Harare intensifies drive to expel white farmers

The Zimbabwe government has intensified a drive to expel white farmers issuing eviction orders to more farmers and threatening to arrest those who have not vacated their properties after the expiry of a September 30 deadline to do so.

Fewer than 600 white commercial farmers remain in Zimbabwe after President Robert Mugabe’s government began seizing land from white farmers, then numbering about 4 000, for redistribution to landless blacks seven years ago.

The Commercial Farmers’ Union (CFU), which represents white farmers, at the weekend said the government had issued eviction orders to more farmers following a court ruling two weeks ago that farmers still occupying land after the September 30 deadline were in breach of the law.

“About 10 of our farmers in different parts of the country were served with fresh eviction notices by officials from the Ministry of Lands and also received phone calls from the police notifying them of the intention to charge them and have them prosecuted in court,” said CFU vice-president Deon Theron.

The farmers ordered to vacate are from the Karoi and Hurungwe farming districts, according to Theron.

A magistrate’s court in the farming town of Chegutu two weeks ago rejected an appeal against eviction by 10 white farmers, ruling that their continued stay on farms earmarked by the government for redistribution to blacks was a violation of the law.

Some of the farmers are believed to be considering appealing against the lower court’s ruling at the High Court.

The CFU has said that despite the court ruling it will continue negotiations with the government to try to find an amicable solution to farm evictions.

Theron said: “It’s unfortunate; we have been trying to make efforts to engage the government, but our members have already been given court dates and are going to be prosecuted for producing food for the nation on the farms.”

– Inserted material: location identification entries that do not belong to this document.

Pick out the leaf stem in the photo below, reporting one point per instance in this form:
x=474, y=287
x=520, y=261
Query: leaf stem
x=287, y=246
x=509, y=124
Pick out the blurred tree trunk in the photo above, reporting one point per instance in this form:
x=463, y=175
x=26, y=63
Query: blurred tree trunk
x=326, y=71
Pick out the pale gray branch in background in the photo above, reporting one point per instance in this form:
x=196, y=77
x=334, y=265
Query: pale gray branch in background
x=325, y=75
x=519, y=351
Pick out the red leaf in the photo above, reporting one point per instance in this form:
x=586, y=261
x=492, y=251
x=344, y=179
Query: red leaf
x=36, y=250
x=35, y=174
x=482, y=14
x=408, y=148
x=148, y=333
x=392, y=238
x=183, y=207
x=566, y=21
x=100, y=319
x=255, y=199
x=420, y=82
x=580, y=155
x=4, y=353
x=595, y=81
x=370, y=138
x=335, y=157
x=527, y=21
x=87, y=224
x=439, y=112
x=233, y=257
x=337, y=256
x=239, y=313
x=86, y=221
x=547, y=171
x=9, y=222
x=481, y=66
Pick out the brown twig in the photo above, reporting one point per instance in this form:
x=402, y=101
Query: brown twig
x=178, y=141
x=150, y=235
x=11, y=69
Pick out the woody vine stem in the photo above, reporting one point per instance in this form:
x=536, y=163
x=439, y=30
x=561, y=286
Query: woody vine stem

Lands Minister Didymus Mutasa was not immediately available for comment on the matter. But the government has since the beginning of the year given conflicting signals on the fate of remaining white farmers, with some officials saying they would be allowed to stay and others saying they would be evicted. Nonetheless, evictions have continued sporadically.

Zimbabwe, also grappling with its worst economic crisis to date, has since 2000 relied on food imports and handouts from international food agencies mainly due to failure by new black farmers to maintain production on former white farms.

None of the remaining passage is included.